At a press conference announcing the Mayor’s Commission On Women’s annual report, Kenney was asked about the indictments and the attempt to connect them to the tax and the Rebuild program.
Making that connection is dubious, Kenney said.
“It has nothing to do with me,” he said. “I was running for Mayor in 2015 and I never talked to [Dougherty] about the soda tax. The person who came to me with that idea was [Budget Director] Rob Dubois. I’ve never felt any pressure from [Dougherty] to take any position.”
Kenney was then asked if he’d call for Henon’s resignation, similar to what he’s done with Sheriff Jewell Williams. Williams has been accused of sexually harassing two women, Marlaina Williams and Vanessa Bines. Bines still works in the Sheriff’s office, and the City has just settled Williams’s lawsuit for $127,000.
Earlier on Wednesday, Kenney said that the decision to resign was up to Henon.

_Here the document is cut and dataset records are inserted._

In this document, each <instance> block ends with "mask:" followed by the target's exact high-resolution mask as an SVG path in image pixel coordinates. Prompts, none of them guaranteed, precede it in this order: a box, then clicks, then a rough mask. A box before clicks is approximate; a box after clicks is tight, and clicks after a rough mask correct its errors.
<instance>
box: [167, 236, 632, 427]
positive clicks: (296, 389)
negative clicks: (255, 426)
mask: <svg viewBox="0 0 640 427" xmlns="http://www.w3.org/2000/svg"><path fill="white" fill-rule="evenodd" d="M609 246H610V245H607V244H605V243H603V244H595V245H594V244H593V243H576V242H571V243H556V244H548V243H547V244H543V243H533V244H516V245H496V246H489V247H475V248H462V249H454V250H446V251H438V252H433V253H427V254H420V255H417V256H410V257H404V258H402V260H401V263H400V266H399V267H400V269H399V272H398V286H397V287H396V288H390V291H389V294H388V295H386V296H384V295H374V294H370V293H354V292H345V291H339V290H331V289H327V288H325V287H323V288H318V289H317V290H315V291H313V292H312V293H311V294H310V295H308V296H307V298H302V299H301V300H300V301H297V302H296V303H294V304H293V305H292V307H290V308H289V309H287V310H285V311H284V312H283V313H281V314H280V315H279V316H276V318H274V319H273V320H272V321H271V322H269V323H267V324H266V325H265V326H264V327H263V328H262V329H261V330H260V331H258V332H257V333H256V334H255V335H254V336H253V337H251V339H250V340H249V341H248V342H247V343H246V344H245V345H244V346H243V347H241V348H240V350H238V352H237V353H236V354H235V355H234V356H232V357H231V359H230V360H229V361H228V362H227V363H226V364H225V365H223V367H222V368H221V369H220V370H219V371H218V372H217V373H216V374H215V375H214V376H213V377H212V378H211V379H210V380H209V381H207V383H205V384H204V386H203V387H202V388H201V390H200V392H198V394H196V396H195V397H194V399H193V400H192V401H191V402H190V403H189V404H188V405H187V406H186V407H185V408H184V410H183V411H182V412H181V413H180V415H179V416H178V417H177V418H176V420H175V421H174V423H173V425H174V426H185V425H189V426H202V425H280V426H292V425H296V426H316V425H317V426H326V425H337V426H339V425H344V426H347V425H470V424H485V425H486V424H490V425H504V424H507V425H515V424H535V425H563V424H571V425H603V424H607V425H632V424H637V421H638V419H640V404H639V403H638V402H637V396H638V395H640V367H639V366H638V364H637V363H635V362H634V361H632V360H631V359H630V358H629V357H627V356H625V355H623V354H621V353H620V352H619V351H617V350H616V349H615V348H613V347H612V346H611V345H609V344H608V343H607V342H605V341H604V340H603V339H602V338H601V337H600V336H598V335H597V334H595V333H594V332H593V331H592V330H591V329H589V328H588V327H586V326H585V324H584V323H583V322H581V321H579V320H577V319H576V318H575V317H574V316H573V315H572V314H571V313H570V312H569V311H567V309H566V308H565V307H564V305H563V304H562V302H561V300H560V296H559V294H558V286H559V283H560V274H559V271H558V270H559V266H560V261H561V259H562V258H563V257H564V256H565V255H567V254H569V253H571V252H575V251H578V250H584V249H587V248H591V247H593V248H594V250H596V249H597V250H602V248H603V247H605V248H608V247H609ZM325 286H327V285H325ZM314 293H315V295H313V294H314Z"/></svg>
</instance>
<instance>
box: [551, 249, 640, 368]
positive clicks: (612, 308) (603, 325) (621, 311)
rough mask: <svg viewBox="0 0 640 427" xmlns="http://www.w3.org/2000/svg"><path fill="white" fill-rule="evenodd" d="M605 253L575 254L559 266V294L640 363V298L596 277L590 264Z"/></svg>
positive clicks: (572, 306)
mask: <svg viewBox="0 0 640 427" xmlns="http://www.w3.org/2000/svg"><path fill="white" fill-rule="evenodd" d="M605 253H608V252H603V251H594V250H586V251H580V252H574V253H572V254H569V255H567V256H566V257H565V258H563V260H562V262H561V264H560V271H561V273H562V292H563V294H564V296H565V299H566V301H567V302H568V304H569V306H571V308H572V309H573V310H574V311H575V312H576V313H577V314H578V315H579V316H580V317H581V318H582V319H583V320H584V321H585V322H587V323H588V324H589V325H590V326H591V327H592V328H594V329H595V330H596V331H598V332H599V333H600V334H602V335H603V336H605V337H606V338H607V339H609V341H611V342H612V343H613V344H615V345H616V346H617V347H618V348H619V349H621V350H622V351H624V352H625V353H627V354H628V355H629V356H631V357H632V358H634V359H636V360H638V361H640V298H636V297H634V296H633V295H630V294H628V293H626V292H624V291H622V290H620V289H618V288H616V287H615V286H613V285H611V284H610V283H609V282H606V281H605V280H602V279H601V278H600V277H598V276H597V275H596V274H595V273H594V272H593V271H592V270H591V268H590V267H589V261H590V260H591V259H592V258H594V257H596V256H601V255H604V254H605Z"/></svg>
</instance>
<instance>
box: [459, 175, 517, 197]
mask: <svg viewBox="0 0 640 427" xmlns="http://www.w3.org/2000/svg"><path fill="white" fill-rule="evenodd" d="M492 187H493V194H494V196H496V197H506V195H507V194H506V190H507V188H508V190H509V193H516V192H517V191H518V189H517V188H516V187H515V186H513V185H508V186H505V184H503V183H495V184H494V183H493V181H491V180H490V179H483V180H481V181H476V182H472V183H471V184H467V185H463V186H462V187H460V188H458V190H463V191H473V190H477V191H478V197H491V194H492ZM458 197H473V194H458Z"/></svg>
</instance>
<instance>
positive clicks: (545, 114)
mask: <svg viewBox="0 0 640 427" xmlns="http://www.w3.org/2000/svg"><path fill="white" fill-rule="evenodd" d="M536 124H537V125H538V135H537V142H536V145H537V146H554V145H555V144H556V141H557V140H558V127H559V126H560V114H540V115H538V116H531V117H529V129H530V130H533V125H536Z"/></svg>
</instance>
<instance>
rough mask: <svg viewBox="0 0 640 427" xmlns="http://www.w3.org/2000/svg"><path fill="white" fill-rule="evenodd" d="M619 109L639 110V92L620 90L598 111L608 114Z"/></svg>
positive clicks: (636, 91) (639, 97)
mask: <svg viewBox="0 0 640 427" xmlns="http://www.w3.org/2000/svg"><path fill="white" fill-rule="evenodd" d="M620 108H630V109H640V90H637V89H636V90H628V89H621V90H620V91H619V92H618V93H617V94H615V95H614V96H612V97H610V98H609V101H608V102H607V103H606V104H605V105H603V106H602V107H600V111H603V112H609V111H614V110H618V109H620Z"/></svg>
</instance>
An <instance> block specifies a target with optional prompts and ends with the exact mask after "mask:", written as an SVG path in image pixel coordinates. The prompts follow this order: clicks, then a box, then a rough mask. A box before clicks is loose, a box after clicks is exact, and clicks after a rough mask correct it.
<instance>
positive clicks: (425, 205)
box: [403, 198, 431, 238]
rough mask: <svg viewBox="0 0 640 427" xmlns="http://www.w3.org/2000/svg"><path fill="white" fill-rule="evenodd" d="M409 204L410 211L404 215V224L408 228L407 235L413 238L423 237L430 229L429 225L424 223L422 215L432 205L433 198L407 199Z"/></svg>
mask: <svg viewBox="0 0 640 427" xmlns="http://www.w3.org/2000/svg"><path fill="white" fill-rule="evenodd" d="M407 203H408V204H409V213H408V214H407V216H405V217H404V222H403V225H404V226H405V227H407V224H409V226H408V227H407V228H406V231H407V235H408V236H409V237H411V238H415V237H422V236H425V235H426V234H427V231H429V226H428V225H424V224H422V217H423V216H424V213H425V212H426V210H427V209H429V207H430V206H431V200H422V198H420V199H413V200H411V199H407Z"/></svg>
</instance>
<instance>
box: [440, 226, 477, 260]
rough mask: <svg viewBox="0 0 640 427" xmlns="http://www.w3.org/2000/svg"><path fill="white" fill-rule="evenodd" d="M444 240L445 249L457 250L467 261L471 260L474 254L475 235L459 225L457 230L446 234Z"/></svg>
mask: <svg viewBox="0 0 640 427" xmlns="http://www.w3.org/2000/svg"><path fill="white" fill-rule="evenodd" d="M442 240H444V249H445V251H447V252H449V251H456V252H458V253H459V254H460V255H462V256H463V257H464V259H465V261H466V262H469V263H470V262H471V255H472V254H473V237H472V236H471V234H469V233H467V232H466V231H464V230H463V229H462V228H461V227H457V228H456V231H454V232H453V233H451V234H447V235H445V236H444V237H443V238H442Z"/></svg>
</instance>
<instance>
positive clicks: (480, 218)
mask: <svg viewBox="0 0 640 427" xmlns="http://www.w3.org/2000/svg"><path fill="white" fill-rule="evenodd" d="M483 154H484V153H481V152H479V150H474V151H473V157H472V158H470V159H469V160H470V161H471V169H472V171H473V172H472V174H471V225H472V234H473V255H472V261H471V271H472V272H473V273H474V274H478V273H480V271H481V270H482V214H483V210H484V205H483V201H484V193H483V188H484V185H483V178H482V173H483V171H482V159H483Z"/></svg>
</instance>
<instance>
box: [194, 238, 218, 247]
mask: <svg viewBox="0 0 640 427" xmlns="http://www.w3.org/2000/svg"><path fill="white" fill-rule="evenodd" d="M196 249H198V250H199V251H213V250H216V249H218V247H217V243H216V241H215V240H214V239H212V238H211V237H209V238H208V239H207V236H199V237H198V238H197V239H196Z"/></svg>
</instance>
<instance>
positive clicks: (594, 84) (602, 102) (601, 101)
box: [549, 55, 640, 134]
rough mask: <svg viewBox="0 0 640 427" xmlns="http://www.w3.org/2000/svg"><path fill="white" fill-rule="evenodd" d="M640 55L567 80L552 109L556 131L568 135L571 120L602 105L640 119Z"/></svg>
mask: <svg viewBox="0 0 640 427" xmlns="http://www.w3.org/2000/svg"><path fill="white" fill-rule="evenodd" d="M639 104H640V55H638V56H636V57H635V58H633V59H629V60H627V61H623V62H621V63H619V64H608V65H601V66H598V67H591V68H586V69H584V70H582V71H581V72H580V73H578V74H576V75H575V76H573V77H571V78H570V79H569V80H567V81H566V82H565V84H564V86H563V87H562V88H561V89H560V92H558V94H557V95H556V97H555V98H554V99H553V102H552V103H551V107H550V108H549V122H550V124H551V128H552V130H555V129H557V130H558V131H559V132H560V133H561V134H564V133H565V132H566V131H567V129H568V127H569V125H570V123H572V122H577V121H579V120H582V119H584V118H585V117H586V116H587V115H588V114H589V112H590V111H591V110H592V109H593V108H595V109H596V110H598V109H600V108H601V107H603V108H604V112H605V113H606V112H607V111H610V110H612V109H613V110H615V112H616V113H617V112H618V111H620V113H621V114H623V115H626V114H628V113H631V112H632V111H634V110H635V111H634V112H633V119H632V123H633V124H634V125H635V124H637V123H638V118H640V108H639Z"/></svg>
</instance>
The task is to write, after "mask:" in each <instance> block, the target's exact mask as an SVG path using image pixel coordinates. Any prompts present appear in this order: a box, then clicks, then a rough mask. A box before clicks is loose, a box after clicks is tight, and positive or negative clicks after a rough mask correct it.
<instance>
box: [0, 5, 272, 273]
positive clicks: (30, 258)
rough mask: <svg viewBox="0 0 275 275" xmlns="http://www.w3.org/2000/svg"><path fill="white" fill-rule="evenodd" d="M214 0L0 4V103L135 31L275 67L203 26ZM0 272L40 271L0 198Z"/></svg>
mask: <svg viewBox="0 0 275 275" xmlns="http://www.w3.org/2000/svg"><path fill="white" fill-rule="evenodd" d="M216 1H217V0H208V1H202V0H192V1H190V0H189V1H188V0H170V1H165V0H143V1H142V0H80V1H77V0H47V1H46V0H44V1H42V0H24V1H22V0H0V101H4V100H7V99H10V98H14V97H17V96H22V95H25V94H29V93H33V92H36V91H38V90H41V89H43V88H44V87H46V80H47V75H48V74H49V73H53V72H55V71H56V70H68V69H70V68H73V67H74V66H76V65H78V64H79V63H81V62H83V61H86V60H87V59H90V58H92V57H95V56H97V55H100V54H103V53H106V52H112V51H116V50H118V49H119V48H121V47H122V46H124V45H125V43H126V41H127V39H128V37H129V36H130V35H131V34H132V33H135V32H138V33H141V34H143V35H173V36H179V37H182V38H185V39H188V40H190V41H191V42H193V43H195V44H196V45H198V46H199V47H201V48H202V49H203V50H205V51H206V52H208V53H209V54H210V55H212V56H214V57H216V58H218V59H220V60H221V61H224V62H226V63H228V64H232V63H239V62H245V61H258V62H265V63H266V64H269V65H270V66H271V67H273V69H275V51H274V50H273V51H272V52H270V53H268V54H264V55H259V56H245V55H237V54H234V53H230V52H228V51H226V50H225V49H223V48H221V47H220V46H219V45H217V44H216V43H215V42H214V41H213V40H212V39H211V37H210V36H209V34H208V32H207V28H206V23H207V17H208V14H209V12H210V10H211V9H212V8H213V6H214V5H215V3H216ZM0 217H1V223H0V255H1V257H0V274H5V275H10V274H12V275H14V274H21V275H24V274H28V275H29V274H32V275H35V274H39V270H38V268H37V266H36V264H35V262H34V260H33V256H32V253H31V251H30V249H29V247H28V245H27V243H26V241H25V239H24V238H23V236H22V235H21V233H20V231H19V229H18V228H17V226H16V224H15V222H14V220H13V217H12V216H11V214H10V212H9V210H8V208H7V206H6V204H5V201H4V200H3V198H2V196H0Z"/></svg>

He stuck to that and explained why Henon’s situation was different from Williams’s.
“What makes this different is that in the Sheriff’s case, there are founded complaints and settlements,” Kenney said.
Instead of going to Thursday’s City Council meeting, Henon was arraigned in federal court and pled not guilty to all the charges. His lawyer, Brian McMonagle, vowed a bruising battle to prove his client’s innocence. McMonagle has also represented comedian Bill Cosby and rapper Meek Mill, gaining Cosby a mistrial in his first trial on sexual assault charges in Montgomery County.
There is no word on when the trial will start.